Not a terribly peculiar occurrence in itself, I’ll admit: we are opening a new play next week, and the plague has wrought havoc on my cast, so it’s been a carousel of understudies, and Nina is away, so I’m also rehearsing things for her, and, starting tomorrow, we have a one-week reprise of an old play… So it’s not so much that I‘m living at the TT, as that we all are.

Which is why yesterday I had to take my borrowed Molière people (Nina’s, actually) in the makeshift rehearsal room upstairs, while this week’s play was undergoing tech on the stage. Upstairs we had the noisy company of Duccio and Felicita in the wardrobe, getting people to try on costumes for four different things at once, and of the seamstress fitting young Dado’s Russian uniform…

“Won’t they keep quiet?” complained my Valère at one time.”

“Hardly,” I said. “But put it like this: if you can work through this din, nothing is ever going to break your concentration again.”

And actually, we did work though it all – with people coming and going, and Felicita peeking in to borrow Maitre Jacques for more costume work, and our stage manager and lights man passing through with armfuls of props and a thirst for tea, and the yelling from downstairs at one point… We did work, and rather effectively, too. And when Molière was done, Merluche – also one of my own recently promoted understudies – begged for an impromptu rehearsal of his scene as Verseuil in my play.

“Since you are here, and I am here… or do you have to be elsewhere?”

I didn’t, so we went through the scene twice and a half – and a good thing it was, too, and as we went downstairs, I was surprised to find several pupils of the School… I’d entirely forgotten it was class day.

And the Great Felicita was down in the green room, full of news about the bit of backstage drama that had caused the yelling earlier, and so was the sound man who cornered me on my way out – all of it in whispers, because on the stage they were still doggedly rehearsing…

One huge whorl of chaos – or, if you like, a few whorls of chaos overlapping – and anyone who saw us last night might have legitimately wondered how on earth we manage to accomplish anything at all.

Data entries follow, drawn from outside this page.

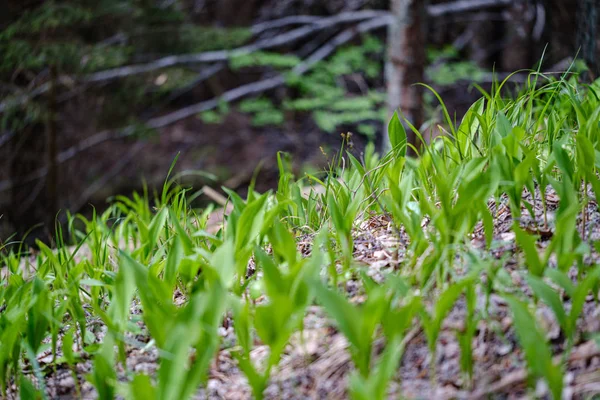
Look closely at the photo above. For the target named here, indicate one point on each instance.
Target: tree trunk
(518, 46)
(587, 28)
(406, 62)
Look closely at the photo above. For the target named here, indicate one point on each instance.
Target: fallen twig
(583, 352)
(229, 96)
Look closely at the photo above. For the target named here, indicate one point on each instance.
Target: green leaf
(528, 245)
(533, 342)
(397, 135)
(551, 298)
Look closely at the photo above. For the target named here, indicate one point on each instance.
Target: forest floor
(316, 362)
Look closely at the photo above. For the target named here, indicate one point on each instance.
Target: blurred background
(98, 97)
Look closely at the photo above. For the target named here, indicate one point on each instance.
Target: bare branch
(224, 55)
(229, 96)
(283, 22)
(438, 10)
(313, 23)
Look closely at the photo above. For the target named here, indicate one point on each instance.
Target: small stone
(504, 349)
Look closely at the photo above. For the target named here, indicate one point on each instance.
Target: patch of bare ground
(317, 363)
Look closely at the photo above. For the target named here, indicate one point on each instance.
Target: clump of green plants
(152, 275)
(320, 92)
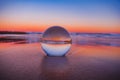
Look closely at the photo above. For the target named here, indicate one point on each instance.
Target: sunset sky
(73, 15)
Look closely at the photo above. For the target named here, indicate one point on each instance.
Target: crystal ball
(56, 41)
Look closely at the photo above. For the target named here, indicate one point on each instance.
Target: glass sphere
(56, 41)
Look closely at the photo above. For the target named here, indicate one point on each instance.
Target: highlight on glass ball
(56, 41)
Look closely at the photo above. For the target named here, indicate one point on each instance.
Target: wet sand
(29, 62)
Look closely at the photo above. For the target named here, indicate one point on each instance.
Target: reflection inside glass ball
(56, 41)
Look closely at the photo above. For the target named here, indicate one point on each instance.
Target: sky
(101, 16)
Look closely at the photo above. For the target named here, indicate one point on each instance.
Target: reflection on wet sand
(26, 61)
(54, 68)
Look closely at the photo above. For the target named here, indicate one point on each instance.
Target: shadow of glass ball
(56, 41)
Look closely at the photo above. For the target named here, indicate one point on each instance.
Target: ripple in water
(56, 41)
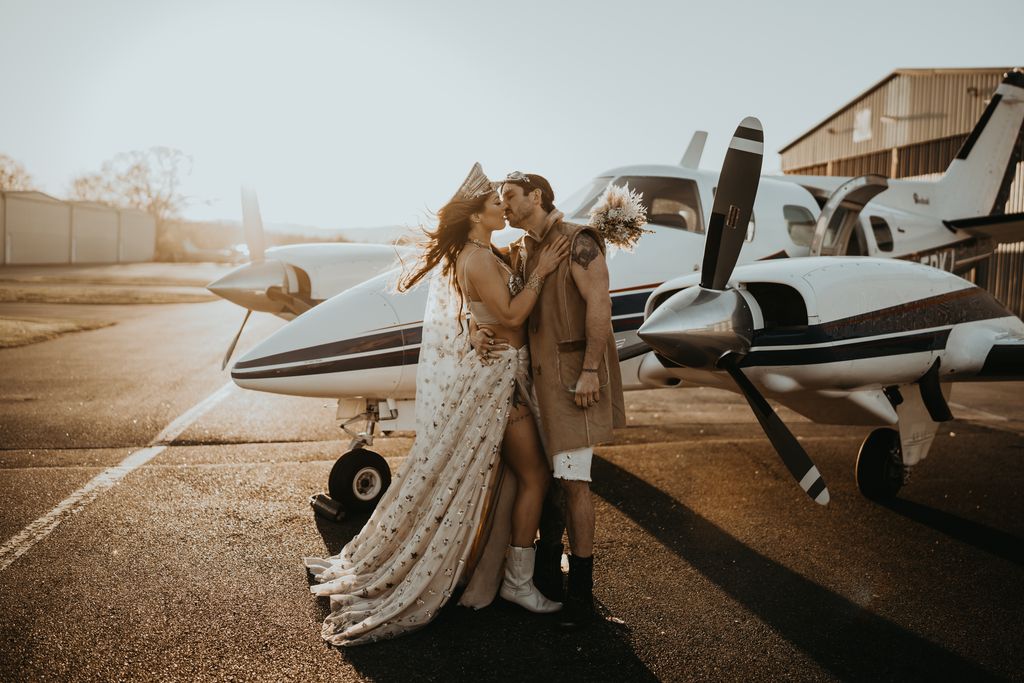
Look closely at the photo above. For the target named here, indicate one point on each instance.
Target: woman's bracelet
(536, 283)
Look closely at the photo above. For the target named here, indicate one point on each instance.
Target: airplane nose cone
(696, 327)
(357, 343)
(248, 284)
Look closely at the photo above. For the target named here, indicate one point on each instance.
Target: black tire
(880, 469)
(358, 479)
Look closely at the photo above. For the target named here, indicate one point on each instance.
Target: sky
(349, 114)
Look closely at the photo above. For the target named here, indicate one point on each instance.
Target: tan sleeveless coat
(557, 341)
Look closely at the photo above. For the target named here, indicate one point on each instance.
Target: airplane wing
(1007, 227)
(1005, 361)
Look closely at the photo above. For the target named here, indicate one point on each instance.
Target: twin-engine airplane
(361, 345)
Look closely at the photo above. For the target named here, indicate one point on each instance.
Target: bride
(452, 508)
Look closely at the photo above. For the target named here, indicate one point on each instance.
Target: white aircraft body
(361, 345)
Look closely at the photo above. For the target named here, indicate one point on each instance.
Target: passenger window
(670, 202)
(883, 236)
(800, 223)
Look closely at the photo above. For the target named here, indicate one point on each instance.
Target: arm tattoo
(585, 250)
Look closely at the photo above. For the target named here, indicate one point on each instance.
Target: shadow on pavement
(984, 538)
(843, 637)
(500, 642)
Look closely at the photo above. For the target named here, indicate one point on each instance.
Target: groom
(577, 379)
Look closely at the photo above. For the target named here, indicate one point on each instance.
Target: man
(576, 376)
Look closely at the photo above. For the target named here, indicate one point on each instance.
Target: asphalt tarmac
(711, 561)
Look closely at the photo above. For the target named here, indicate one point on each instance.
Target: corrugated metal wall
(910, 125)
(39, 228)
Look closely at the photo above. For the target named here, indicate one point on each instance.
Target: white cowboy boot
(518, 584)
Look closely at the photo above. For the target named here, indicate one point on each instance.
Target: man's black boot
(579, 607)
(548, 570)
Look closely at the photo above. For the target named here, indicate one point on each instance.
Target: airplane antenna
(691, 159)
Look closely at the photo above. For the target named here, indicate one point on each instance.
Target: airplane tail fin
(972, 183)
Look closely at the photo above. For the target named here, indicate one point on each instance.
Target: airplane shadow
(500, 642)
(980, 536)
(843, 637)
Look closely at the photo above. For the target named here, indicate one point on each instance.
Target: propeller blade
(788, 449)
(252, 224)
(730, 214)
(230, 349)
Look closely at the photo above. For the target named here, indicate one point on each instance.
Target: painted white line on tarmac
(40, 528)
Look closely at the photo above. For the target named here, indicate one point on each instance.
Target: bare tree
(150, 180)
(13, 176)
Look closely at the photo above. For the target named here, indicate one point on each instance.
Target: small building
(910, 125)
(37, 228)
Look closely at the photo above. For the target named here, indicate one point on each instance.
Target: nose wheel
(880, 465)
(358, 479)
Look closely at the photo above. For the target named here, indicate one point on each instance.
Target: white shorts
(572, 465)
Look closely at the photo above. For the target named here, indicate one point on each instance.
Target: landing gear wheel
(880, 465)
(358, 479)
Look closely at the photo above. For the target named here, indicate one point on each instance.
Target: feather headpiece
(475, 184)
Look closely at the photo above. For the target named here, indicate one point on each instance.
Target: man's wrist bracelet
(535, 283)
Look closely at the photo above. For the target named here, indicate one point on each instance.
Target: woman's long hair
(443, 245)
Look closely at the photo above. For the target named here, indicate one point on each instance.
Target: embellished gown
(445, 518)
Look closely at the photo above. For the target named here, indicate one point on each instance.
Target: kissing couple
(517, 380)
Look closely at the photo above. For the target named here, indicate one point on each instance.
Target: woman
(440, 522)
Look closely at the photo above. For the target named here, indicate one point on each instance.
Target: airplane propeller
(256, 270)
(711, 326)
(252, 224)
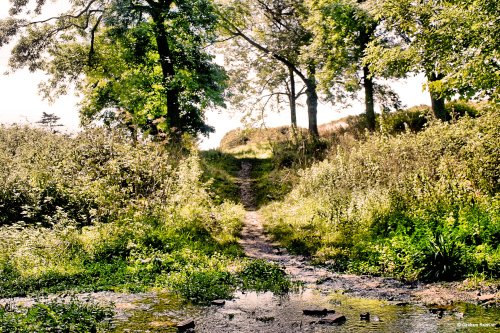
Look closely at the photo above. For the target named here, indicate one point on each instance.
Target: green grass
(73, 316)
(418, 205)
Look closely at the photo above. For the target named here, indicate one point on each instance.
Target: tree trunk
(292, 98)
(168, 72)
(369, 104)
(312, 108)
(312, 102)
(437, 102)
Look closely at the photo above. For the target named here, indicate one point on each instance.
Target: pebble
(185, 325)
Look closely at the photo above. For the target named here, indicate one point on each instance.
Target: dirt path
(257, 245)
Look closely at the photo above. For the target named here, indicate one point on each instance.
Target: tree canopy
(454, 43)
(145, 58)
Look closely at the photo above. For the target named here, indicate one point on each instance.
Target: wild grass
(73, 316)
(415, 205)
(99, 212)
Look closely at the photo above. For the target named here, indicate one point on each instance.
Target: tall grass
(100, 212)
(415, 205)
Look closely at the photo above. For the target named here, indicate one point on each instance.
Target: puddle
(266, 312)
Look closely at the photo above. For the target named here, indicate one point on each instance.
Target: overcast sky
(21, 103)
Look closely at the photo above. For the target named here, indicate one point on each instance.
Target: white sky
(20, 102)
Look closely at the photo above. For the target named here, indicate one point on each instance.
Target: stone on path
(364, 316)
(334, 319)
(185, 325)
(317, 311)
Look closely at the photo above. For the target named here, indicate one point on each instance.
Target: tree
(342, 30)
(49, 120)
(175, 31)
(454, 43)
(258, 81)
(276, 29)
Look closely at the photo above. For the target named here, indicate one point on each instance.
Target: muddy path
(258, 245)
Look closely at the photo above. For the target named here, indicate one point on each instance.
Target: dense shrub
(99, 212)
(416, 205)
(74, 316)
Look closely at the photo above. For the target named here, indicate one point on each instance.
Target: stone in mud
(265, 319)
(317, 311)
(364, 316)
(186, 325)
(486, 298)
(334, 319)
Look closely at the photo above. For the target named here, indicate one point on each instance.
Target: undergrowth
(73, 316)
(99, 212)
(414, 204)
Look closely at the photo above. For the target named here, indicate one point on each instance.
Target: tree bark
(293, 99)
(369, 104)
(312, 112)
(310, 81)
(168, 72)
(437, 101)
(312, 101)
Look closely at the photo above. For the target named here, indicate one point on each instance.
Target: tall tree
(66, 45)
(342, 30)
(259, 82)
(275, 28)
(454, 43)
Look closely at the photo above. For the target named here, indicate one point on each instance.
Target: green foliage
(454, 40)
(74, 316)
(153, 221)
(414, 205)
(144, 67)
(223, 169)
(261, 275)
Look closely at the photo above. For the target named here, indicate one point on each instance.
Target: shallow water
(265, 312)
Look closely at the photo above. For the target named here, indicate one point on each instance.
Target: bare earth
(257, 245)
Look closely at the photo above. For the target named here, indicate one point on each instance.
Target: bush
(74, 316)
(418, 205)
(100, 212)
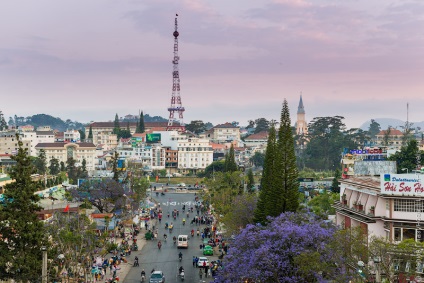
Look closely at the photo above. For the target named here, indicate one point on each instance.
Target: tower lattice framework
(176, 105)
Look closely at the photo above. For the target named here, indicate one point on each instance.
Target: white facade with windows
(390, 207)
(194, 154)
(63, 151)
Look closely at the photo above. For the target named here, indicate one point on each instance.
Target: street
(166, 259)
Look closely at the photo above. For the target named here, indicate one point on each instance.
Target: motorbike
(182, 275)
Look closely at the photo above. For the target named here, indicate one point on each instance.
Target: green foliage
(407, 157)
(54, 167)
(230, 161)
(258, 159)
(20, 225)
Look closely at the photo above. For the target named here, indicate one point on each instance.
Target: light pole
(44, 266)
(377, 261)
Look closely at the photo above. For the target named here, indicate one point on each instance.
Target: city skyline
(89, 60)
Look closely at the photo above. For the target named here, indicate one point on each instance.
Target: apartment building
(194, 154)
(78, 151)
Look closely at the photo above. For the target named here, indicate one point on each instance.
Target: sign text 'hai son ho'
(401, 184)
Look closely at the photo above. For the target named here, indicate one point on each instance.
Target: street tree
(290, 249)
(22, 232)
(258, 159)
(107, 195)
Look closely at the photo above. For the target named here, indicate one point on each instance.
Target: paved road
(166, 259)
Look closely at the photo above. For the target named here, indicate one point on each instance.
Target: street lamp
(377, 261)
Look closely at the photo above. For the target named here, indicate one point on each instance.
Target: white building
(194, 154)
(63, 151)
(388, 206)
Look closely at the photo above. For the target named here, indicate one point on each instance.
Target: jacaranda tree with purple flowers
(293, 247)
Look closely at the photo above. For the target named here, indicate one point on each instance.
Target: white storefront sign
(401, 184)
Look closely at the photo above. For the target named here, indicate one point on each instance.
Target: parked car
(201, 260)
(207, 250)
(157, 277)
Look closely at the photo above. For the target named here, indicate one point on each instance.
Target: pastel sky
(87, 60)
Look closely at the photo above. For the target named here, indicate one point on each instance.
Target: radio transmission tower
(176, 105)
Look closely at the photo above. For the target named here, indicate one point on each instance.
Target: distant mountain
(395, 123)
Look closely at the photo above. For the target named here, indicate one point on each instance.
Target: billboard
(401, 184)
(153, 138)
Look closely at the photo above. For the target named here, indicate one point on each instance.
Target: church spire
(300, 108)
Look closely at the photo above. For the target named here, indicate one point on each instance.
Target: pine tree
(90, 134)
(21, 254)
(141, 123)
(268, 178)
(230, 161)
(288, 186)
(116, 127)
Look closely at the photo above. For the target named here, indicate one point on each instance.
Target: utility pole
(44, 266)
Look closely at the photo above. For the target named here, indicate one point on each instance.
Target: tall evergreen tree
(116, 127)
(90, 134)
(288, 188)
(268, 178)
(230, 161)
(141, 123)
(21, 253)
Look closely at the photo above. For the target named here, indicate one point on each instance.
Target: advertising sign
(153, 138)
(401, 184)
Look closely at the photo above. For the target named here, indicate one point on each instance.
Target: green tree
(3, 124)
(114, 163)
(287, 191)
(268, 181)
(72, 170)
(258, 159)
(262, 124)
(40, 162)
(335, 188)
(196, 126)
(54, 167)
(230, 161)
(250, 181)
(374, 129)
(62, 166)
(408, 157)
(20, 258)
(90, 133)
(116, 126)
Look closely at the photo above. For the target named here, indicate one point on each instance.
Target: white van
(182, 241)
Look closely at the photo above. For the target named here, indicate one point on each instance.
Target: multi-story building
(78, 151)
(72, 136)
(392, 138)
(194, 154)
(9, 143)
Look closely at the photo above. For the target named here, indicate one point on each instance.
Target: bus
(182, 241)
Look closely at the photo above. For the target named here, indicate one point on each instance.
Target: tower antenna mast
(176, 105)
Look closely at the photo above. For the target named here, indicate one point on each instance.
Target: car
(157, 277)
(207, 250)
(201, 260)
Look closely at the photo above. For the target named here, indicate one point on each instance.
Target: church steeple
(300, 108)
(301, 125)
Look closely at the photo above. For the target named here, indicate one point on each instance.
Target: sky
(239, 59)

The fact being that we do, of course – and you know what? I loved yesterday.

I loved the deranged anthill atmosphere, the breathlessness, the noise, the laughter, the mounds of costumes, the focused work through it all, the bits and pieces and worries of four different plays, all in the air like a juggler’s flying oranges, the stories, the people, Renata with the chair (“I’m leaving this here, because it’s underfoot backstage…”), the Russian uniform, the buzzing, rushing, sparkling aliveness of it.

I do love it all. Why, I even used to play make-believes remarkably like this as a child… and now that I have it in truth, I love it to bits.

Which is, considering, a good thing, because I’m going to have ten solid days of it – and that’s just for now.